Hewlett-Packard Co., as it prepares to split in two, is unveiling on Tuesday a plan to help retain important customers by allowing them to leave behind a processor technology that has found few takers besides H-P.

The Palo Alto, Calif., company said it would offer versions of two computer server lines under H-P's Integrity moniker--Superdome and NonStop--that will be powered by Intel Corp.'s Xeon chips, which are widely used in other servers from H-P and other vendors. Its Integrity machines now use Intel's Itanium chips, a specialized strain of technology that sprang from a joint venture between the companies two decades ago.

Revenue from these "business-critical" servers, as H-P calls them, declined 29% in the quarter ended in October over a year earlier. But Superdome and NonStop servers are still used by banks, telecommunications carriers and other companies particularly concerned with reliability.

Such systems accounted for only $929 million in revenue in the fiscal year ended October 31, dwarfed by the $12.5 billion generated from more popular x86 servers, but keeping good relations with customers that use them has other benefits. Such companies buy software, services and other hardware from H-P that hinges on the applications running on the Superdome and NonStop machines, said Patrick Moorhead, an analyst with Moor Insights & Strategy.

"It's about keeping some very high-margin customers," he said.

Holding on to these customers will be an important factor in SHYH-SHYP's plans to split the company in half, with one entity serving enterprises and another handling personal computers and printers.

"These are a very conservative type of customers--they don't want to take any risks," said Antonio Neri, senior vice president and general manager of H-P's enterprise group. "But eventually they have to move to a new architecture."

He stressed H-P doesn't plan to stop developing Itanium-based systems but said the benefits of moving to Intel's mainstream Xeon technology are significant when combined with other enhancements H-P is offering.

Intel, which introduced its last Itanium model in late 2012, has disclosed plans for a successor, which is code-named Kittson. The chip maker hasn't said when that product will arrive nor described models it may develop after that. Intel, based in Santa Clara, Calif., gets the bulk of its revenue from chips based on the x86 technology that evolved from personal computers. It announced plans with H-P to diverge from that approach in 1994, when it faced competition from a new breed of chips designed by companies like International Business Machines Corp. and Sun Microsystems Inc.

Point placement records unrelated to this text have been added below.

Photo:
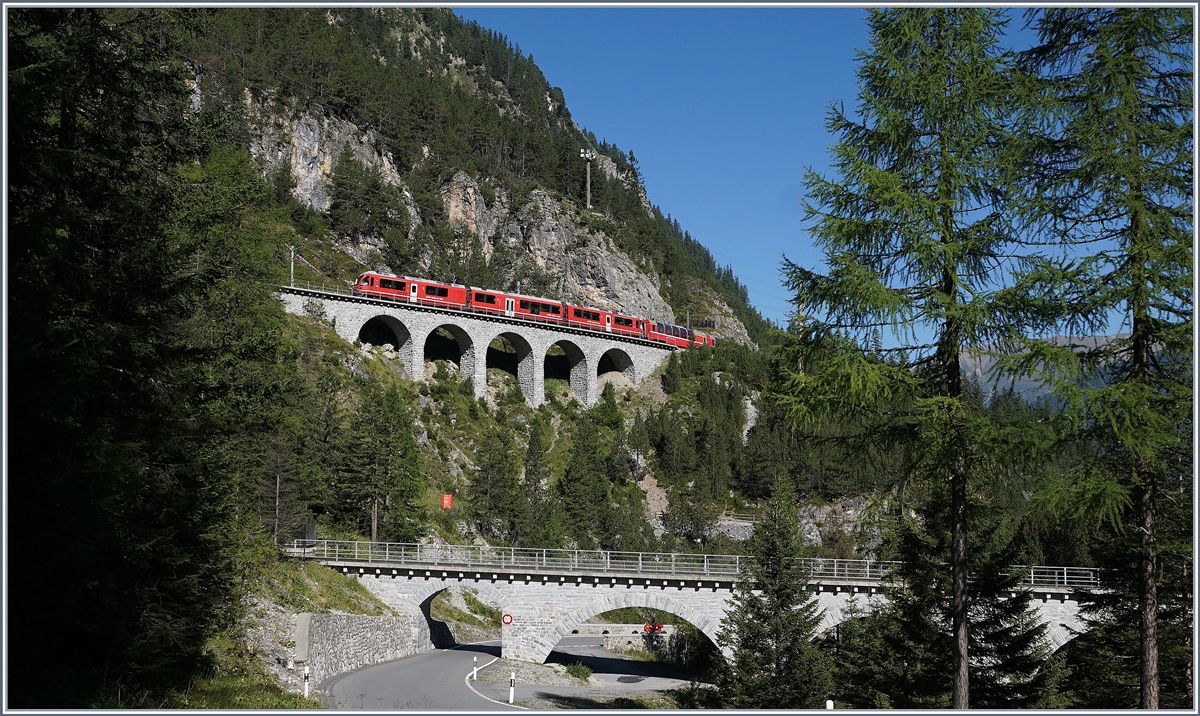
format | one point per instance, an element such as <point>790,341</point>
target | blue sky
<point>723,107</point>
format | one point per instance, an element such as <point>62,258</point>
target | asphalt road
<point>437,680</point>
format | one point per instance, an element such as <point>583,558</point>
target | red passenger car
<point>453,295</point>
<point>385,286</point>
<point>581,317</point>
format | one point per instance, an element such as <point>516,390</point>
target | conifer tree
<point>915,235</point>
<point>1109,170</point>
<point>768,632</point>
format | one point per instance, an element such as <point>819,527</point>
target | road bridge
<point>550,593</point>
<point>409,328</point>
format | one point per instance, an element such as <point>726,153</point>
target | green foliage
<point>672,377</point>
<point>144,355</point>
<point>771,625</point>
<point>1107,163</point>
<point>364,205</point>
<point>305,587</point>
<point>375,68</point>
<point>910,235</point>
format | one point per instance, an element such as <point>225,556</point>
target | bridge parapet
<point>593,563</point>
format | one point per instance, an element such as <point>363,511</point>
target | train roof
<point>543,299</point>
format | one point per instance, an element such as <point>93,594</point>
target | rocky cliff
<point>571,250</point>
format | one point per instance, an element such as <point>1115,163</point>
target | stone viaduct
<point>411,328</point>
<point>547,602</point>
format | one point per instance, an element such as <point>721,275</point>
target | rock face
<point>579,259</point>
<point>551,233</point>
<point>309,148</point>
<point>717,318</point>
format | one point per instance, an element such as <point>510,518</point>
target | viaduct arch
<point>546,607</point>
<point>411,329</point>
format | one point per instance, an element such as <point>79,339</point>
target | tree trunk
<point>959,557</point>
<point>1147,593</point>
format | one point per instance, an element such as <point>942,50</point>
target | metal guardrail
<point>342,290</point>
<point>631,563</point>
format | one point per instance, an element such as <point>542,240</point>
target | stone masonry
<point>547,607</point>
<point>413,325</point>
<point>330,644</point>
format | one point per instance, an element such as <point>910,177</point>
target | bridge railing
<point>633,563</point>
<point>549,319</point>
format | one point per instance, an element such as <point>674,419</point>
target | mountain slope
<point>435,146</point>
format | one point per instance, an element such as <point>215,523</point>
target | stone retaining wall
<point>339,643</point>
<point>600,630</point>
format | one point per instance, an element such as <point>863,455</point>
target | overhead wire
<point>383,125</point>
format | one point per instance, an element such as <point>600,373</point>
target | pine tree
<point>1109,172</point>
<point>913,236</point>
<point>768,632</point>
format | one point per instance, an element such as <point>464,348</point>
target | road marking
<point>466,680</point>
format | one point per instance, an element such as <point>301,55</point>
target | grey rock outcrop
<point>580,260</point>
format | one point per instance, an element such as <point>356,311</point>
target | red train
<point>477,300</point>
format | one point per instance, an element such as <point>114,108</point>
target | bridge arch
<point>654,600</point>
<point>383,330</point>
<point>443,342</point>
<point>521,354</point>
<point>615,359</point>
<point>575,363</point>
<point>431,589</point>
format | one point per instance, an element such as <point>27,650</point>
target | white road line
<point>467,681</point>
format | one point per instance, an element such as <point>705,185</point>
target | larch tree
<point>1109,161</point>
<point>771,626</point>
<point>916,242</point>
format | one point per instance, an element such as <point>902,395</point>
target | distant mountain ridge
<point>982,368</point>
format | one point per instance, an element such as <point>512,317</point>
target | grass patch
<point>639,615</point>
<point>490,614</point>
<point>306,587</point>
<point>480,615</point>
<point>579,671</point>
<point>232,680</point>
<point>226,691</point>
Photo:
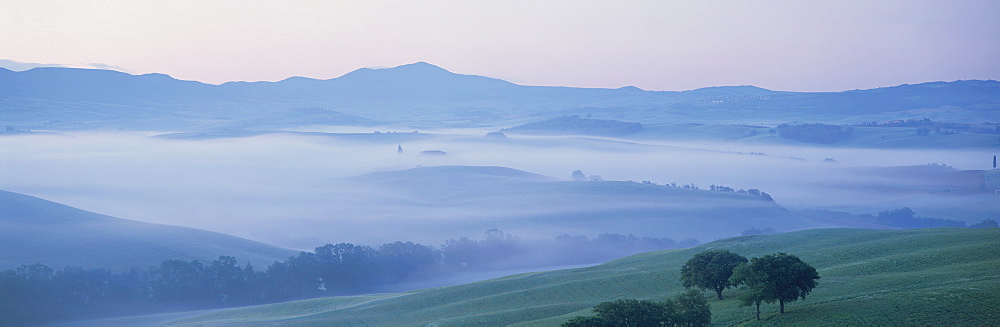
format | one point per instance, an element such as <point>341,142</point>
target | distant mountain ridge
<point>70,98</point>
<point>34,230</point>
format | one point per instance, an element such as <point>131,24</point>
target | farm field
<point>943,276</point>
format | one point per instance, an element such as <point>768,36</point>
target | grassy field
<point>945,276</point>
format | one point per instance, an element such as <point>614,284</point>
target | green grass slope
<point>34,230</point>
<point>869,277</point>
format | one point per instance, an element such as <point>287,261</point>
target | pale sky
<point>795,45</point>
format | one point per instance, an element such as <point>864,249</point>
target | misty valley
<point>416,196</point>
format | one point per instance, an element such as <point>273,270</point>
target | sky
<point>655,45</point>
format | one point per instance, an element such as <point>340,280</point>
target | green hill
<point>34,230</point>
<point>945,276</point>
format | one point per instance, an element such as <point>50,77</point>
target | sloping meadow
<point>945,276</point>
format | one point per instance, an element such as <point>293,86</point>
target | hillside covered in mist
<point>427,96</point>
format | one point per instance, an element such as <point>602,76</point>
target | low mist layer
<point>303,190</point>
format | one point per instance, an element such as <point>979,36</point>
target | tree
<point>711,270</point>
<point>687,309</point>
<point>775,277</point>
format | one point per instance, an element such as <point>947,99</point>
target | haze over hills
<point>465,201</point>
<point>912,277</point>
<point>39,231</point>
<point>425,95</point>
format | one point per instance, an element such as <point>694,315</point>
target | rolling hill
<point>422,94</point>
<point>39,231</point>
<point>944,276</point>
<point>467,200</point>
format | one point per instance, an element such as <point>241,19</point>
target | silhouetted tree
<point>775,277</point>
<point>986,223</point>
<point>711,270</point>
<point>687,309</point>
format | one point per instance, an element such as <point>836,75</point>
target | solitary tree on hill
<point>775,277</point>
<point>711,270</point>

Itanium chips finally went on sale in 2001 but failed to attract many customers besides H-P. Meanwhile, Intel kept rapidly improving its x86 Xeon chips.

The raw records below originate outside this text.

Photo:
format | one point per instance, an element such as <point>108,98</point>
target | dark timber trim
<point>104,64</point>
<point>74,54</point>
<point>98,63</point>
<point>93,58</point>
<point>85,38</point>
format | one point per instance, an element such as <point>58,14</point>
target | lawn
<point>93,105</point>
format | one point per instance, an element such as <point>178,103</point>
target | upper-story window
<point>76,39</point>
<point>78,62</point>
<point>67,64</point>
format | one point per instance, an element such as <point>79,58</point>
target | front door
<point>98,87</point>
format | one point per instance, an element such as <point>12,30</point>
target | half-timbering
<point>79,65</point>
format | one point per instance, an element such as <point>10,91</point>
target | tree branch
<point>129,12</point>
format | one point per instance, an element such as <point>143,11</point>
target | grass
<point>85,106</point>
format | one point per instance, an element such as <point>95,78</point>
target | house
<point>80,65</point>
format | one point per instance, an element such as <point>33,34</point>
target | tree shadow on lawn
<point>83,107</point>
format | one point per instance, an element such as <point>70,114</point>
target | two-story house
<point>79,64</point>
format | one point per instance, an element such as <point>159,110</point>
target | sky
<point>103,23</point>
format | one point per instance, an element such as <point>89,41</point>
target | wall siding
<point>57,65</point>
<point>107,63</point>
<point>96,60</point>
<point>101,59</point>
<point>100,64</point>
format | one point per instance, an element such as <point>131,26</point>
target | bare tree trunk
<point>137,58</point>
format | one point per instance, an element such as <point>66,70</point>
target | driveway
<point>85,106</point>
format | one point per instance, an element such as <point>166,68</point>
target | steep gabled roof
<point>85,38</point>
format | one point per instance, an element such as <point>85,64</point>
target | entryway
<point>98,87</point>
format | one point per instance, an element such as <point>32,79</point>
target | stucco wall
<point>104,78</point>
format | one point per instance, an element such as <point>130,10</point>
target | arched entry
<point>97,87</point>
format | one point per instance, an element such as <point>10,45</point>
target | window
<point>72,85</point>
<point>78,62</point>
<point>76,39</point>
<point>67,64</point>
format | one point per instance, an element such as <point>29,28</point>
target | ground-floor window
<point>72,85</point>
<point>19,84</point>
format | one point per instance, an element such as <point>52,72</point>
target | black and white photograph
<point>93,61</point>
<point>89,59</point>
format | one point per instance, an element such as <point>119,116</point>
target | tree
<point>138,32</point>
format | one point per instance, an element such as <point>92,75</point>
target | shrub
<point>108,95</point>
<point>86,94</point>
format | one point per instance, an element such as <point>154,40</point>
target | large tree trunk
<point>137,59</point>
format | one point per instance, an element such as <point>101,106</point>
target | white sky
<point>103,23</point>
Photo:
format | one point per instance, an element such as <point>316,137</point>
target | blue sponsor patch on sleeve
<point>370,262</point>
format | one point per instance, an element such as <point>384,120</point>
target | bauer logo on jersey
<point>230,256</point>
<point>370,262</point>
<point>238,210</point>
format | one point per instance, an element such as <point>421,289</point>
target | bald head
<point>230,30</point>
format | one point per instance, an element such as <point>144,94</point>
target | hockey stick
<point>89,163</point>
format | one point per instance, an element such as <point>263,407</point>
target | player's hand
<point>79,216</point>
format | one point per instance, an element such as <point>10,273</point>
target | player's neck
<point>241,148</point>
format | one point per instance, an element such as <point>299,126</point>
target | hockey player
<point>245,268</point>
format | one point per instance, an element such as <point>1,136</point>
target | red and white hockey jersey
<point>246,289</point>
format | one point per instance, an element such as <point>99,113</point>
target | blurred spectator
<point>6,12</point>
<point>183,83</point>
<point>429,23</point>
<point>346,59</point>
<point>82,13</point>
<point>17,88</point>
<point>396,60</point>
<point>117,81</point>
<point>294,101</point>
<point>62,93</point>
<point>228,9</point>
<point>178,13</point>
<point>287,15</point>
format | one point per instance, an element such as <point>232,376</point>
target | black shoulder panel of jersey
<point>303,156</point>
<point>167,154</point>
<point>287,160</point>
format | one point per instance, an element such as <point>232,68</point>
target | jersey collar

H-P's Itanium-based Superdome line, which runs the Unix operating system, is used by businesses for a variety of heavy-duty computing chores. The Nonstop line handles more sensitive jobs like ATM networks and stock exchanges.H-P inherited these crash-resistant machines from former operations of Tandem Computers Inc.

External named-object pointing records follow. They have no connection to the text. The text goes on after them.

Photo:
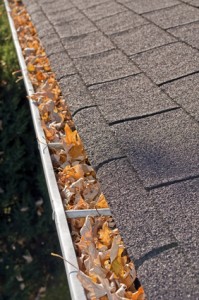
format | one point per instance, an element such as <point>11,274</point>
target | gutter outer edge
<point>67,248</point>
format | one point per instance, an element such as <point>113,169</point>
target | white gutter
<point>68,252</point>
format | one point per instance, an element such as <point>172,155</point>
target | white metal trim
<point>68,252</point>
<point>72,213</point>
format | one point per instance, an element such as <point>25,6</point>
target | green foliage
<point>26,230</point>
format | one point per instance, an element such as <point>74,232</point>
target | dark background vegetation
<point>27,232</point>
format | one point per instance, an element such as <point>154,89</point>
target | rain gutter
<point>59,215</point>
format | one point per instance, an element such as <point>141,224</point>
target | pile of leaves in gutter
<point>106,272</point>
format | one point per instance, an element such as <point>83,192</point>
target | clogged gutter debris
<point>106,272</point>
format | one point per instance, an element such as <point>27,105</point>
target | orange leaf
<point>105,234</point>
<point>101,202</point>
<point>30,67</point>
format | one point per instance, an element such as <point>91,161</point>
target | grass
<point>21,183</point>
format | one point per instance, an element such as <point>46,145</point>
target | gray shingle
<point>75,28</point>
<point>120,22</point>
<point>65,16</point>
<point>105,66</point>
<point>98,139</point>
<point>45,29</point>
<point>168,62</point>
<point>187,33</point>
<point>38,18</point>
<point>61,65</point>
<point>87,44</point>
<point>185,92</point>
<point>140,224</point>
<point>142,6</point>
<point>87,3</point>
<point>130,97</point>
<point>162,148</point>
<point>192,2</point>
<point>75,92</point>
<point>56,6</point>
<point>103,10</point>
<point>141,39</point>
<point>174,16</point>
<point>179,202</point>
<point>52,44</point>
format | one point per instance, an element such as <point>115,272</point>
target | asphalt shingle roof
<point>129,70</point>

Where most servers these days include one to four processor chips, the two H-P systems compete with machines from IBM and Oracle Corp. that have many more. The new Superdome model to be announced Tuesday, for example, has sockets to plug in 16 Xeon chips and offers nine times the performance of a conventional H-P system with eight Xeon chips, the company said. H-P has developed accessory chips and software to speed up communications between chips and improve reliability.

For the Superdome system, H-P is encouraging customers to move to the Linux operating system or other software, Mr. Neri said. H-P is porting NonStop software to run on Xeon chips. The company is offering services to help customers migrate to the new technology in both cases.

H-P is announcing the new Xeon-based offerings at an event in Barcelona that includes software and data storage upgrades. H-P paid hundreds of millions of dollars to Intel to keep working on Itanium, according to documents disclosed during the litigation. A state court judge in California ruled in 2012 that Oracle was contractually obligated to keep supporting Itanium, a ruling that Oracle is appealing.

One factor pushing H-P away from Itanium has been reduced support for the technology by software companies. Oracle, for example, in March 2011 said it would stop developing new versions of its popular database software for Itanium-based computers, a decision that prompted H-P to sue the software maker.